Nancy and her mother

I am Nancy Nolan and Photography is my life’s work. 

I thought it fitting to start this online journal with some of my thoughts about identity and our attachment to names.  I am not a writer, I’m a photographer and so I would like to explore this medium as a mixture of both. I feel as if I have been thinking about my name and how it applies to my identity my whole life.

Is your name your identity?   Is it your label or term that situates you in the world?  Does it define you?  As a woman, should you keep your name from cradle to grave?  I have thought about all of these questions at various times in my life, But never so much as recently. 

My mother, Nancy Nolan, passed away in March.  I am her namesake – I carry her name.  Sometimes I try to live up to it, and sometimes I run from it.  I agree with articles I have read recently that talk about how our names are more than central to our identity, they are like a personal trademark.  I admire the women who fought to change the laws that gave us a choice not to take a man’s surname. I believe people suffer damage to their careers when they change their names after establishing themselves.   

It is true that the degree to which a person’s name is significant to their identity varies from person to person. 

I rebelled against my name as a child

I fought to keep my name in marriage

I vehemently protect my name as an artist.

Somewhere along the line I decided that my name is important. I believe that what we attach to a name becomes our identity, and therefore the name starts to encompass our identity.  Identities matter and the words we put on them are how we make them real.

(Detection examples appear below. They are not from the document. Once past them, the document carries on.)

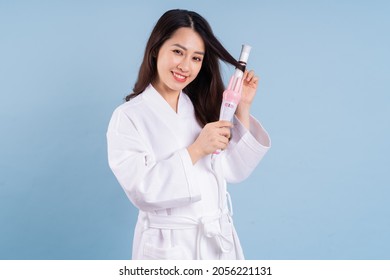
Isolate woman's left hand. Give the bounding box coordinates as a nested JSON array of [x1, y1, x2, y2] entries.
[[236, 70, 259, 129], [240, 70, 259, 107]]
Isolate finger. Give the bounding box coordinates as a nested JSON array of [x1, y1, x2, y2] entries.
[[215, 120, 233, 128], [219, 127, 230, 138]]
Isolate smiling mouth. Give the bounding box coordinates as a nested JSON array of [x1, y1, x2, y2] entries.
[[172, 72, 187, 82]]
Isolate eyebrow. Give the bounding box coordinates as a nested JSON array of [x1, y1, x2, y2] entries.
[[172, 44, 204, 55]]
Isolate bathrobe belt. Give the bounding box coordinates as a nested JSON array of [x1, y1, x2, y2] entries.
[[145, 212, 236, 259]]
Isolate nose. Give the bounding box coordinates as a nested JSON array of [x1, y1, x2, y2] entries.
[[177, 57, 190, 72]]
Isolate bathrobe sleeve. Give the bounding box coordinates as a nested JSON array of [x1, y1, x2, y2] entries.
[[221, 116, 271, 183], [107, 108, 201, 211]]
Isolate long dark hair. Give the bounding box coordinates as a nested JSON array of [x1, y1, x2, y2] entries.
[[125, 9, 241, 126]]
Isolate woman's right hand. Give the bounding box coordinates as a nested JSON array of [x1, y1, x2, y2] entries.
[[187, 121, 233, 164]]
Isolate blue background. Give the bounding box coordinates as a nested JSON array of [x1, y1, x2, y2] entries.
[[0, 0, 390, 259]]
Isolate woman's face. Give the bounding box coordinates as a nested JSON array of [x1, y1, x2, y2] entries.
[[153, 27, 205, 95]]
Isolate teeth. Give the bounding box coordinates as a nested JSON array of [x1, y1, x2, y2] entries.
[[173, 73, 185, 79]]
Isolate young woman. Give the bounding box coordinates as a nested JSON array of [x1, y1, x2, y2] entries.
[[107, 10, 270, 259]]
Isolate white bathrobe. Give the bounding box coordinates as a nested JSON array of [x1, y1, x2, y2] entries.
[[107, 85, 270, 260]]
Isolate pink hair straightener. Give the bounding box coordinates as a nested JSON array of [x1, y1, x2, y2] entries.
[[215, 45, 251, 154]]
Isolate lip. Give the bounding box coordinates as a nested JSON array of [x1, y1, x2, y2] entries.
[[171, 71, 188, 83]]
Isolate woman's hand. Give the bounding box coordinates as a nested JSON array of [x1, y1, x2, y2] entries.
[[187, 121, 233, 164], [236, 70, 260, 129]]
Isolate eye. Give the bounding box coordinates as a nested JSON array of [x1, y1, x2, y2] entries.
[[193, 56, 202, 62], [173, 50, 183, 55]]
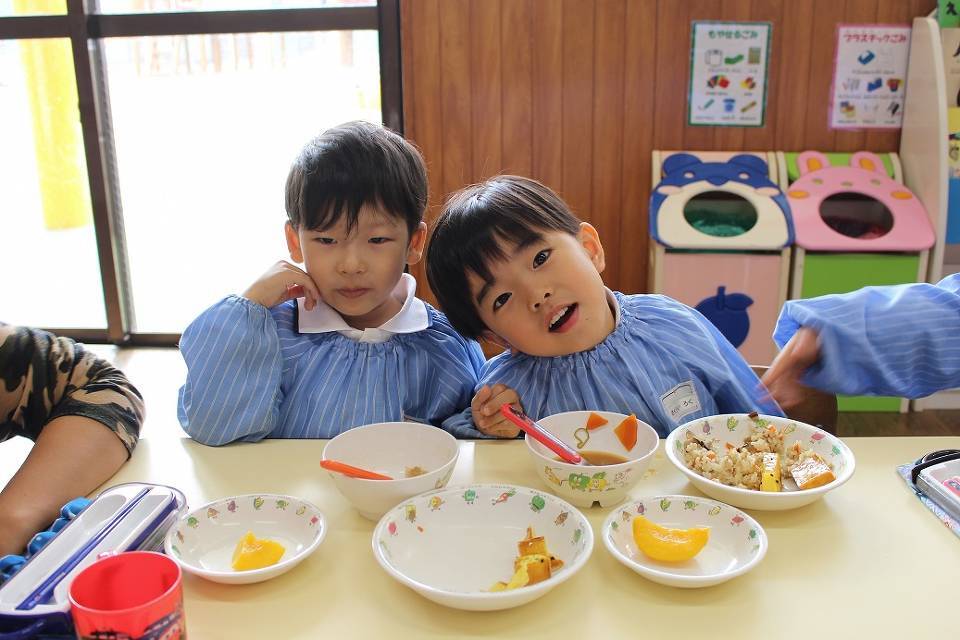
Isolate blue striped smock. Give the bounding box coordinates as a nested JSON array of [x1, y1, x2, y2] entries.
[[177, 296, 484, 445], [773, 273, 960, 398], [446, 292, 783, 437]]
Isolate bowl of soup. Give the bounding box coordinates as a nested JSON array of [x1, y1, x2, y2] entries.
[[525, 411, 660, 507]]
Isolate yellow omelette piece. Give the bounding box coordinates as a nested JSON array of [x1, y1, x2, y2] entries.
[[633, 516, 710, 562], [230, 531, 286, 571]]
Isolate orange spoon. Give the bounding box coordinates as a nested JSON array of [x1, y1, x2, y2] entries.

I’m particularly attached to my name because it is my byline; my professional identity.  There ‘s a power in names.

But most importantly, my name was a gift from my mother.  I realized that the name we share is something special that will connect us forever.  This thought makes me want to live up my name more than anything.  And with that I will carry her memory with me always, and confidently smile whenever I introduce myself knowing that she has my back.